Within the larger picture of teacher retention, it’s not clear whether these increases though are here to stay. The Consortium for Policy Research in Education (CPRE) has tracked the teacher workforce over the course of several decades. CPRE finds a general trend of fewer years in the classroom overall, but with a recent uptick in longevity after the economic downturn. During the depths of the recession, employers stopped hiring and few people left their employment voluntarily. That was true across the broader economy, and it’s showing up in rising teacher retention rates.
What’s less clear is how this recent trend fits in with a longer-term picture. In 1988, if you asked a teacher how many years of experience he or she had, the most common answer was 15 years. By 2008, the most common answer to the same question would have been one year, followed by two years. By 2012, this figure had crept up to five years. As the CAP report indicates, retention is higher and more teachers are deciding to stay into their fifth year. Time will tell whether this recent increase is just an effect of the recession or part of a larger structural change.
Teacher Classroom Teaching Experience, 1987 – 2012
Source: Richard Ingersoll, Lisa Merril, and Daniel Stuckey, “Seven Trends: The Transformation of the Teaching Force,” University of Pennsylvania, April 2014.
But one thing is clear: despite this recent uptick, teachers who stick around for a fifth year still aren't going to be rewarded with a generous pension. In order to qualify for a pension, teachers must meet certain service or vesting requirements. Most states require a minimum of five years; 17 require teachers to work at least 10 years. Teachers who stay for a fifth year but then leave before year 10 would still miss out on qualifying for a minimum benefit in these states, despite their extra years of service (they would just receive a refund on their contributions and posssibly interest for each year). Even teachers who do qualify for a pension after just five years aren’t likely to see much in benefits because benefits are heavily backloaded. Rising retention means more teachers will qualify for some level of a pension, but it still won’t be very large and will actually cost the state more money.

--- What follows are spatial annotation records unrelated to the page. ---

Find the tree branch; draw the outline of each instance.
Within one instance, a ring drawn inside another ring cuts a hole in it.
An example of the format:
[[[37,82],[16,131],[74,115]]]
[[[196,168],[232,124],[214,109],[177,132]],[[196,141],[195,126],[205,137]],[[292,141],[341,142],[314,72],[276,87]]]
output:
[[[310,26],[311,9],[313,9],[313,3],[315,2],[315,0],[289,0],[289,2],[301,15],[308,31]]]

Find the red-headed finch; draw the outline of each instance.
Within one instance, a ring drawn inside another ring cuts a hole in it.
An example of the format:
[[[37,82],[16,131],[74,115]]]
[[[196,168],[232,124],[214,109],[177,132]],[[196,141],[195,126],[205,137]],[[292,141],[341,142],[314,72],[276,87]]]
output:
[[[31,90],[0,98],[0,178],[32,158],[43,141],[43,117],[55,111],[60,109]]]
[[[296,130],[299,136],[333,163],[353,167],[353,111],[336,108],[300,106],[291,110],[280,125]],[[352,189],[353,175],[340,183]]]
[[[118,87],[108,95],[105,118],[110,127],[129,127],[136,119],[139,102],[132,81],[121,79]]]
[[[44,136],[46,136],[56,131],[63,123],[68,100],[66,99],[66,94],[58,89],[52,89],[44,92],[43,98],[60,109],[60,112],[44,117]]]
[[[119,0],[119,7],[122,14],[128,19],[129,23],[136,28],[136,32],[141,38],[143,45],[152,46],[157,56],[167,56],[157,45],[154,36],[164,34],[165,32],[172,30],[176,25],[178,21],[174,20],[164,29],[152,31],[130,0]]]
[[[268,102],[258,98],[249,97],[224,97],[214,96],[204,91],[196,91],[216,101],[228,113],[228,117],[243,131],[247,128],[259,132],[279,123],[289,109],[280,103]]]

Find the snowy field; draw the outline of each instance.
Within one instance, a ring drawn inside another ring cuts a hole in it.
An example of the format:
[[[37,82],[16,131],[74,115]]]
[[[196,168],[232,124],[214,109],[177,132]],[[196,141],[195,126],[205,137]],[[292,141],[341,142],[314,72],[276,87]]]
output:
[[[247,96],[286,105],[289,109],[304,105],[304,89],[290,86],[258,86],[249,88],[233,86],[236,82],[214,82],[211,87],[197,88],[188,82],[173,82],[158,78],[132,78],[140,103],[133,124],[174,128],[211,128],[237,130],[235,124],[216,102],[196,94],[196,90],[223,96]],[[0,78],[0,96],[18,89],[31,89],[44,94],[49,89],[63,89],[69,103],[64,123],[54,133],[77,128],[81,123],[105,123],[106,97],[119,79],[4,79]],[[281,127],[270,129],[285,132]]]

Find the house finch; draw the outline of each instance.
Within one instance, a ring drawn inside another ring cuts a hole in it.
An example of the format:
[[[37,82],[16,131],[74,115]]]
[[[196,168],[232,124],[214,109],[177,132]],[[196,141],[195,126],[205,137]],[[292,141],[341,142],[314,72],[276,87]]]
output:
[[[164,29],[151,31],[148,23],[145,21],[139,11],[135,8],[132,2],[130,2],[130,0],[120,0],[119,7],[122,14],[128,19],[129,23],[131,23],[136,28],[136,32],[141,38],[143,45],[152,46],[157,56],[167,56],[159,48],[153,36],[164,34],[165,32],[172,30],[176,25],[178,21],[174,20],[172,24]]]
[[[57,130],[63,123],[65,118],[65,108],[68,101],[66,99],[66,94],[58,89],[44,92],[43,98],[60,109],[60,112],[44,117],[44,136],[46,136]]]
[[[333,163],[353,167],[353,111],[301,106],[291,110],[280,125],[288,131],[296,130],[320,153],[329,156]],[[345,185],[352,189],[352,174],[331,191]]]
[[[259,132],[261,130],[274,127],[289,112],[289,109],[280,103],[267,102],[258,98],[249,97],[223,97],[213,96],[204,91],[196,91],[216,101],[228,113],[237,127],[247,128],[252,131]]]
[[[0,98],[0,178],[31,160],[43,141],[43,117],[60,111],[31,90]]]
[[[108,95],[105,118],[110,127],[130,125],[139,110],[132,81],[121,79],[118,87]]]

Teachers accrue very little during the first couple of decades of teaching. It’s not until they get closer to their plan’s normal retirement age—usually after 30 years or more for a 25-year-old teacher—that teachers begin to rapidly accrue benefits. The graph below comes from a paper by Josh McGee and Marcus Winters and shows the percentage of New York City teachers who stay in the classroom over the years and their corresponding pension wealth.
New York City Teacher Retention & Pension Wealth
Source: Josh McGee and Marcus Winters, “Modernizing Teacher Pensions," National Affairs, January 2015.
The gray teacher retention line begins high and drops significantly within the first ten years and continues to decline as time passes as fewer teachers stay in the classroom. Meanwhile, the black pension wealth line begins very low within the first two decades and quickly picks up more pension wealth as a teacher near retirement at age 63 and teaches beyond 30 years. A teacher earns roughly $3,500 per year of work for the first 20 years of service and then $30,000 per year for teaching years 30 through 38.
But only a third of new teachers will remain long enough to actually receive full retirement benefits. Also, New York City has a 10 year vesting requirement for any teacher hired after 2012. This means that even if a New York City teacher stays in teaching until her fifth year but leaves before year 10, she forfeits any rights to a pension benefit. Her retirement wealth will be relatively meager even if she stays beyond 10 years but leaves before 20 years.
It’s a good thing that teachers are staying in the classroom into their fifth year. States should reward teachers for making these choices. Alternative plans, such as a cash balance, accrue benefits smoothly and are not back-loaded. Rather than continuing blunt systems that only reward a small minority of teachers while leaving the majority of teachers with inadequate benefits, state and local plans should consider offering plans that more evenly distribute benefits.